In “What Is the Ethical Thing to Do?” students will probe this question as it applies to the fields of artificial intelligence, engineering and natural science. The course will introduce students to key philosophical texts on ethics while inviting them to consider applications of ethics to contemporary issues such as reparations for slavery.

“Most people want to do the right thing, but it's not always clear what that is,” said Brake, whose research as a philosopher has focused on the study of disaster ethics and states' role in disaster response.

“More information doesn't always help” Brake said. “For example, knowing how the coronavirus is transmitted can help us make more informed decisions, but doesn't settle questions about our moral obligations to sacrifice for the greater good and the degree of risk that it is morally acceptable to impose on others.”

There is, however, a long tradition of philosophical ethics which has investigated such moral questions, and this class will be an introduction to them. Students will also be introduced to classics of Western moral philosophy, while at the same time making cross-cultural comparisons and examining historical philosophers with a sensitivity to race and gender.

“For example, what should we make of the fact that John Locke, one of the most influential theorists of property rights, held shares in a slave-trading company?” Brake said.

In addition, there will be an “ethics lab” component, in which students will do in-depth research on an ethical question of their choosing, and the course will culminate with a sustained examination of arguments for reparations for slavery and racial injustice.

To that end, Brake has lined up a series of guest speakers for her course, from within Rice and outside as well.
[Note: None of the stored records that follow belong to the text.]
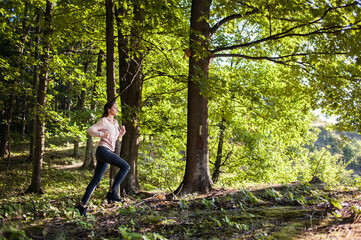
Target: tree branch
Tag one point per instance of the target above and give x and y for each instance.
(230, 18)
(288, 33)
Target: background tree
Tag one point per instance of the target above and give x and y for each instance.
(35, 185)
(269, 31)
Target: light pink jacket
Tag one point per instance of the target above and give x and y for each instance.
(105, 124)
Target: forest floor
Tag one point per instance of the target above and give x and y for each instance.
(292, 211)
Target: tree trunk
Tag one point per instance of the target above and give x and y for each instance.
(35, 186)
(6, 127)
(89, 161)
(217, 167)
(131, 83)
(110, 65)
(197, 174)
(34, 90)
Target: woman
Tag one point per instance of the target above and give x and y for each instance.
(108, 130)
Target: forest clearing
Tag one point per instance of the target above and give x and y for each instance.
(207, 111)
(274, 211)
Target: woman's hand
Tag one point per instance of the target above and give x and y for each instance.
(106, 135)
(122, 131)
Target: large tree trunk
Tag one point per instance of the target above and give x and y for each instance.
(89, 161)
(35, 186)
(217, 167)
(34, 90)
(6, 127)
(110, 65)
(131, 83)
(197, 174)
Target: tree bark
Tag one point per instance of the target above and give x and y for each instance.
(6, 127)
(89, 161)
(110, 59)
(217, 167)
(35, 186)
(131, 83)
(197, 174)
(34, 90)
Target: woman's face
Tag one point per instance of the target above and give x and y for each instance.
(113, 110)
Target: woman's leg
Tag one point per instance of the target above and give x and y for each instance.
(98, 174)
(123, 166)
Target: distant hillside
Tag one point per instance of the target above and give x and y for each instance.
(349, 150)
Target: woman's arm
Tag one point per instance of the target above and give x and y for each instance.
(94, 130)
(121, 132)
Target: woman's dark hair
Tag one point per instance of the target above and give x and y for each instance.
(107, 106)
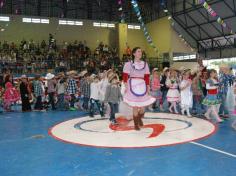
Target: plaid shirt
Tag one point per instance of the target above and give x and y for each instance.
(85, 89)
(38, 90)
(72, 87)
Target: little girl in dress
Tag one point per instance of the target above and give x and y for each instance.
(155, 87)
(173, 96)
(186, 93)
(211, 100)
(10, 96)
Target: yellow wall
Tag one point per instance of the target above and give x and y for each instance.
(164, 37)
(178, 45)
(160, 32)
(17, 30)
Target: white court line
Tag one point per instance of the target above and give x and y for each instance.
(213, 149)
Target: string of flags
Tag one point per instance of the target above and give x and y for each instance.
(215, 15)
(144, 28)
(164, 6)
(1, 3)
(121, 12)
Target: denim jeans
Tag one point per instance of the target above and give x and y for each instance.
(52, 100)
(114, 110)
(38, 103)
(197, 104)
(61, 102)
(223, 108)
(85, 103)
(164, 100)
(92, 107)
(72, 101)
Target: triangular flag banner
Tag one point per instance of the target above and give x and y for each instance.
(140, 19)
(214, 14)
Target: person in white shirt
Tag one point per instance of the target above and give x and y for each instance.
(94, 97)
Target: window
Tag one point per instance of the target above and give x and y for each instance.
(134, 27)
(179, 57)
(70, 22)
(35, 20)
(104, 25)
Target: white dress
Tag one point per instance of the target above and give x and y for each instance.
(186, 95)
(173, 92)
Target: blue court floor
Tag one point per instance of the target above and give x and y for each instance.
(26, 149)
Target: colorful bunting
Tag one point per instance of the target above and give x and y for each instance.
(1, 3)
(140, 19)
(120, 9)
(214, 14)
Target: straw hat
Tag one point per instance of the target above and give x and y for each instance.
(155, 69)
(49, 76)
(113, 76)
(60, 74)
(72, 72)
(223, 65)
(166, 69)
(186, 70)
(23, 77)
(83, 73)
(37, 76)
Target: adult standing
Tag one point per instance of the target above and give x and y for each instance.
(136, 78)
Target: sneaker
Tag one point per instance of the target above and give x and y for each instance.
(114, 122)
(150, 109)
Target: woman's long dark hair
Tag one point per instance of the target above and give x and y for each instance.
(134, 51)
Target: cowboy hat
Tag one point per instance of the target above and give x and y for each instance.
(23, 77)
(113, 76)
(166, 69)
(155, 69)
(72, 72)
(83, 73)
(49, 76)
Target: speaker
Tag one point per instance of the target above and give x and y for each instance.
(165, 64)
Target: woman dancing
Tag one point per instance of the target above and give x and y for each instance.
(136, 78)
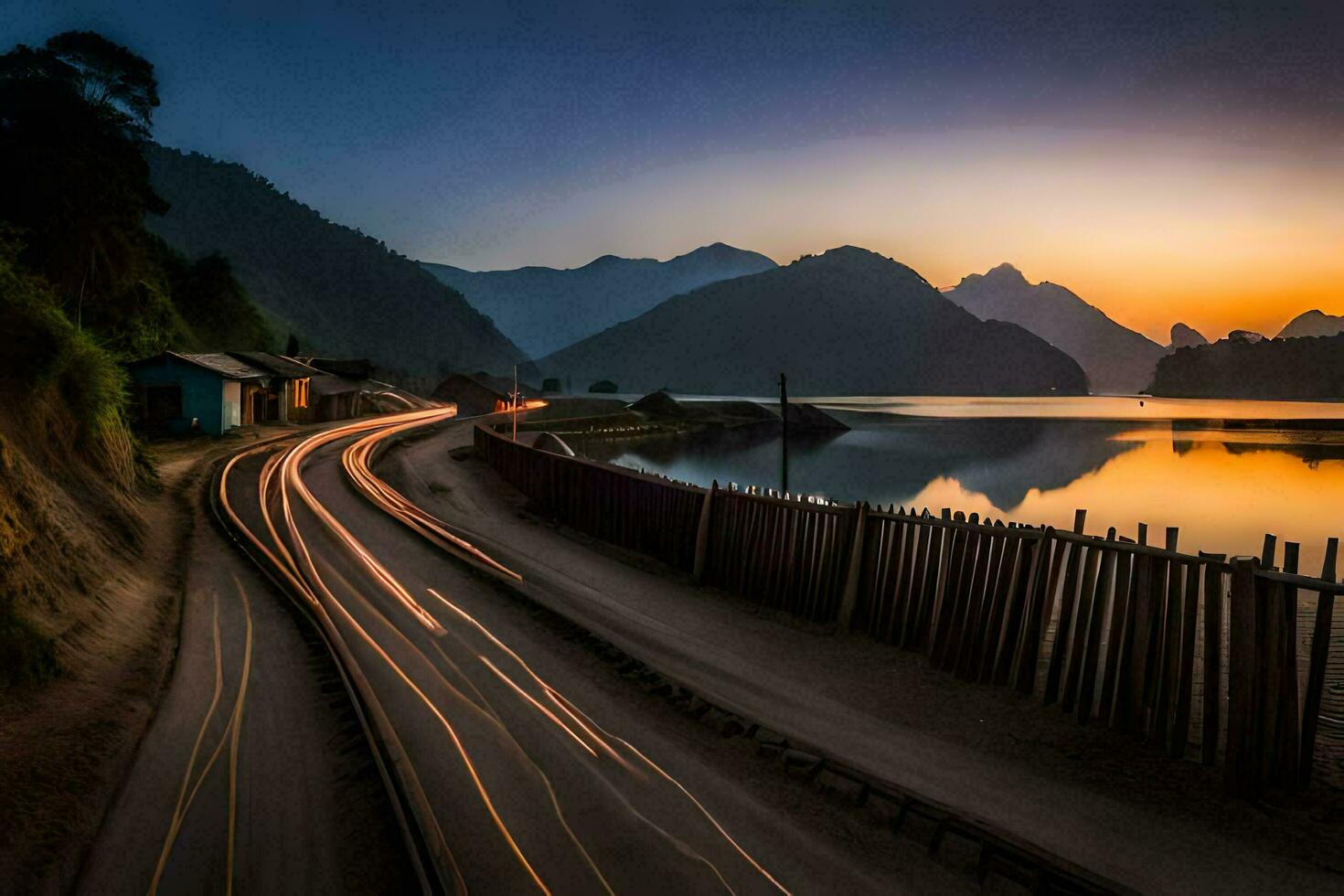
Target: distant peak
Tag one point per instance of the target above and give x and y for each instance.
(1006, 272)
(1186, 336)
(840, 252)
(715, 251)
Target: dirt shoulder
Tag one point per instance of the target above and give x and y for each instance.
(108, 590)
(1083, 792)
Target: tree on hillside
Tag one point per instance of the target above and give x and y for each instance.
(73, 117)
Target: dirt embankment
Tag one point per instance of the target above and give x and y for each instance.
(91, 575)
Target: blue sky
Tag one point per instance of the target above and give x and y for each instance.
(512, 133)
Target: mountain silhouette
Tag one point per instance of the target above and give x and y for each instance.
(1313, 323)
(846, 323)
(340, 291)
(1184, 336)
(1115, 357)
(545, 309)
(1301, 368)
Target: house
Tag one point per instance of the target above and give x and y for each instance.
(471, 395)
(185, 392)
(336, 398)
(484, 394)
(352, 368)
(283, 398)
(218, 391)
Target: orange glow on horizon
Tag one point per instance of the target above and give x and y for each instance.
(1152, 229)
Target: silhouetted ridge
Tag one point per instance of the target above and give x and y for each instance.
(1115, 357)
(546, 308)
(1300, 368)
(340, 291)
(1313, 323)
(1186, 336)
(847, 321)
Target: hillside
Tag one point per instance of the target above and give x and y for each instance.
(1313, 324)
(1308, 368)
(339, 291)
(1115, 357)
(543, 309)
(848, 321)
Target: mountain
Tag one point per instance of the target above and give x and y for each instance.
(846, 323)
(1308, 368)
(1313, 324)
(337, 289)
(1184, 336)
(545, 309)
(1115, 357)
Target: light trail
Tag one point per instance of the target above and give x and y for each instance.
(281, 492)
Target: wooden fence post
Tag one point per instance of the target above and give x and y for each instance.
(702, 535)
(1316, 670)
(851, 581)
(1241, 772)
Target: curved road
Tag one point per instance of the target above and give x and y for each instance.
(512, 784)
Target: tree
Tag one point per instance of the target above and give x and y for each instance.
(73, 119)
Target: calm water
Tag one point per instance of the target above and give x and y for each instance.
(1223, 472)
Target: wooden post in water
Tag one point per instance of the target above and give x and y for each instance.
(784, 430)
(851, 581)
(702, 534)
(1241, 775)
(1316, 670)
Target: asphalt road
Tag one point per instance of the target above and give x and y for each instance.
(523, 770)
(254, 774)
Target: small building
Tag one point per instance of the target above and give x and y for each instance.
(182, 392)
(217, 391)
(283, 398)
(471, 395)
(352, 368)
(336, 398)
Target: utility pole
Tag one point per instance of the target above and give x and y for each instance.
(784, 443)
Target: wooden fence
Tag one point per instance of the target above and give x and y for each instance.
(1179, 650)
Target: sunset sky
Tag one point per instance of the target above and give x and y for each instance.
(1166, 164)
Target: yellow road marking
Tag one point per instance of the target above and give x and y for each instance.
(186, 779)
(233, 744)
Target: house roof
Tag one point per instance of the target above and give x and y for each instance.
(276, 364)
(332, 384)
(217, 363)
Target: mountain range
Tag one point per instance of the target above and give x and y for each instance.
(337, 289)
(1313, 324)
(543, 309)
(1295, 368)
(1115, 357)
(1186, 336)
(844, 323)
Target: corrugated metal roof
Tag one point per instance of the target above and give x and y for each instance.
(276, 364)
(226, 366)
(332, 384)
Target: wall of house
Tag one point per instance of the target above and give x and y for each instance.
(202, 394)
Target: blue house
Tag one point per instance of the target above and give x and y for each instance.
(185, 392)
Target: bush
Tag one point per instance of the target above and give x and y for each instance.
(42, 349)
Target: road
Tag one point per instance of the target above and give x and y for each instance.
(253, 772)
(523, 764)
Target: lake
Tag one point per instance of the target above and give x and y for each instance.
(1223, 472)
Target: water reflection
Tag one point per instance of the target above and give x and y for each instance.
(1223, 485)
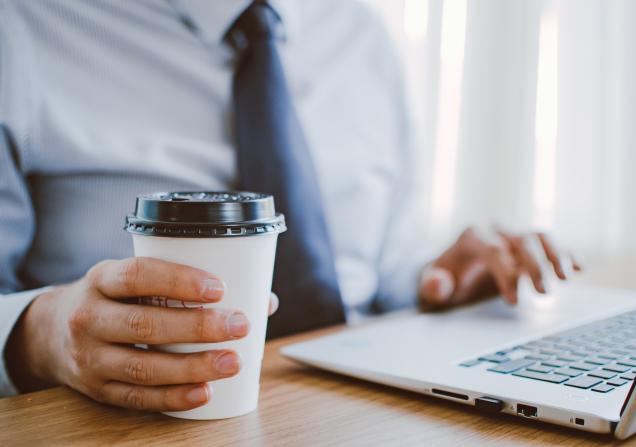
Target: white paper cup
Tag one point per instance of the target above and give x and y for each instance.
(245, 262)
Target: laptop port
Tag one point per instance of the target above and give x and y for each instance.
(527, 411)
(449, 394)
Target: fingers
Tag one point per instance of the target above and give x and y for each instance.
(130, 323)
(503, 268)
(552, 255)
(436, 286)
(141, 367)
(153, 277)
(527, 261)
(273, 304)
(165, 398)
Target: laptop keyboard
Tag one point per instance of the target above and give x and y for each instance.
(599, 356)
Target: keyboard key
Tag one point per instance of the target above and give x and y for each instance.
(597, 361)
(470, 363)
(569, 372)
(538, 357)
(555, 363)
(583, 366)
(568, 358)
(549, 377)
(602, 374)
(512, 365)
(616, 368)
(494, 358)
(540, 368)
(603, 388)
(584, 382)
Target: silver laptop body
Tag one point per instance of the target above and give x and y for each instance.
(567, 358)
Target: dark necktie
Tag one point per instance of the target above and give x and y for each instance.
(273, 157)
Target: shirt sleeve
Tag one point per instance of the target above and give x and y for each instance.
(17, 220)
(404, 252)
(11, 308)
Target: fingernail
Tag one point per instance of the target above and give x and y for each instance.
(237, 325)
(541, 286)
(213, 288)
(227, 363)
(198, 395)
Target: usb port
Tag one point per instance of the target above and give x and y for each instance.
(527, 411)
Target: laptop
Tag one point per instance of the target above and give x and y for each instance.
(567, 358)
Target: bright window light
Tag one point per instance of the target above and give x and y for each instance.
(415, 18)
(546, 121)
(453, 38)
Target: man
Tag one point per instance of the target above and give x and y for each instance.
(103, 100)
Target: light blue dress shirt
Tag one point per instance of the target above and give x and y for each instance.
(102, 100)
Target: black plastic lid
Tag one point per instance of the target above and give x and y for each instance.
(205, 214)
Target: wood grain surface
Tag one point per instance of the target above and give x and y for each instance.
(299, 406)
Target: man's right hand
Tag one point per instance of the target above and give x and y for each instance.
(83, 335)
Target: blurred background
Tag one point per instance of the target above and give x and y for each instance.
(524, 113)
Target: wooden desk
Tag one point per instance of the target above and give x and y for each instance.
(299, 406)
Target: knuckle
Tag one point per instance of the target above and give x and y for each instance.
(131, 272)
(134, 397)
(140, 325)
(139, 371)
(80, 321)
(205, 325)
(81, 358)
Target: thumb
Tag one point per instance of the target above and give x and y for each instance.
(437, 285)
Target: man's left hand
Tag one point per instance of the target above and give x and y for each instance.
(485, 263)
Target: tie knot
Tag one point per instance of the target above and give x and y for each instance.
(258, 23)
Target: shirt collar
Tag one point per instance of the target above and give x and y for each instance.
(214, 18)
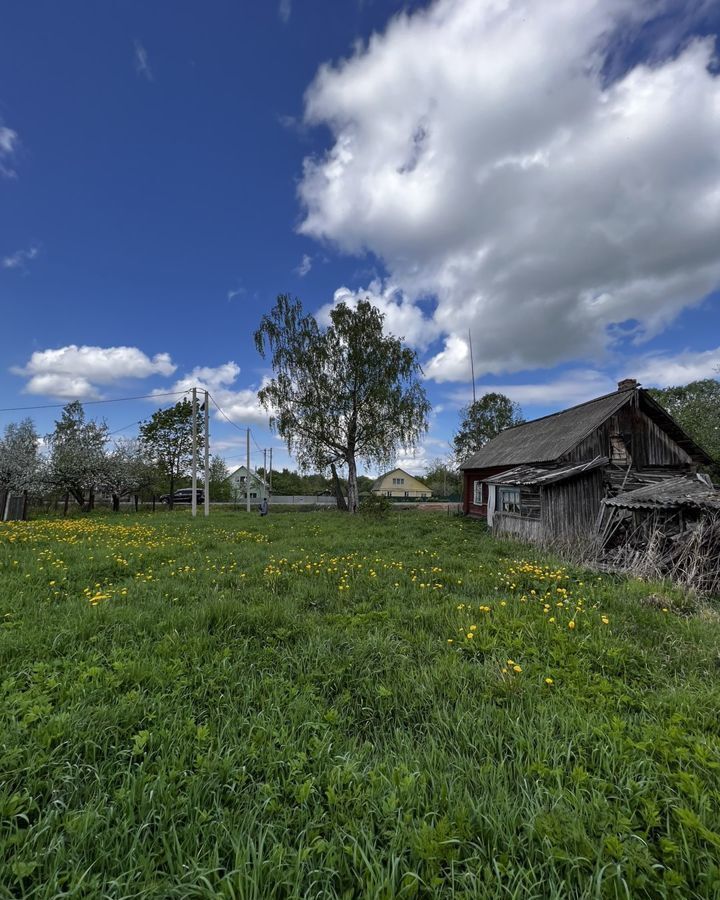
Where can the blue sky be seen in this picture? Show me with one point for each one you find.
(546, 175)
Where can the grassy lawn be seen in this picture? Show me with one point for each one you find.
(312, 706)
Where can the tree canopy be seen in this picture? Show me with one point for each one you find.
(342, 393)
(695, 406)
(20, 462)
(482, 420)
(77, 462)
(167, 440)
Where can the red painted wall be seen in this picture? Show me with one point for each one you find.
(470, 476)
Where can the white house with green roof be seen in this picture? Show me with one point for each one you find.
(239, 483)
(400, 483)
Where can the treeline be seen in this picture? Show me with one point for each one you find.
(285, 482)
(82, 459)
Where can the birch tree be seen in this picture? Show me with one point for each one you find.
(342, 394)
(167, 440)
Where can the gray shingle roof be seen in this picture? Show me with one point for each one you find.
(546, 439)
(544, 475)
(672, 493)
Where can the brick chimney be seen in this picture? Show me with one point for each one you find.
(628, 384)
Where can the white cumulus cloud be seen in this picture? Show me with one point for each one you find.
(142, 63)
(18, 259)
(75, 372)
(9, 142)
(305, 266)
(240, 405)
(479, 150)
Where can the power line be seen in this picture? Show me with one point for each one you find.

Susanne Sreedhar, associate professor of philosophy at Boston University, will speak on early modern philosophy and gender. George Yancy, Emory University’s Samuel Candler Dobbs Professor of Philosophy, will speak on racism from a philosophical perspective following an assignment of excerpts from his seminal book, “Black Bodies, White Gazes, The Continuing Significance of Race in America.”

Rice’s first faculty Pulitzer Prize winner, history professor Caleb McDaniel, will also visit with the class, and teaching assistant Wan Zhang — who’s currently pursuing his Ph.D. in philosophy — will give a guest lecture on Confucianism and virtue ethics.

Outside of the topics debated within the classes themselves, students will hopefully come away from these Humanities courses knowing that they can — and should — be asking these kinds of “Big Questions” in everyday life. Those critical thinking skills can be successfully applied across any and all pursuits, Canning said.

“Big Questions courses have the high ambition of providing students with the vital skills of critique — social, literary or philosophical — that will enrich their studies of science and medicine, law and society, humanities and the arts, and equip them to lead and shape the future,” she said.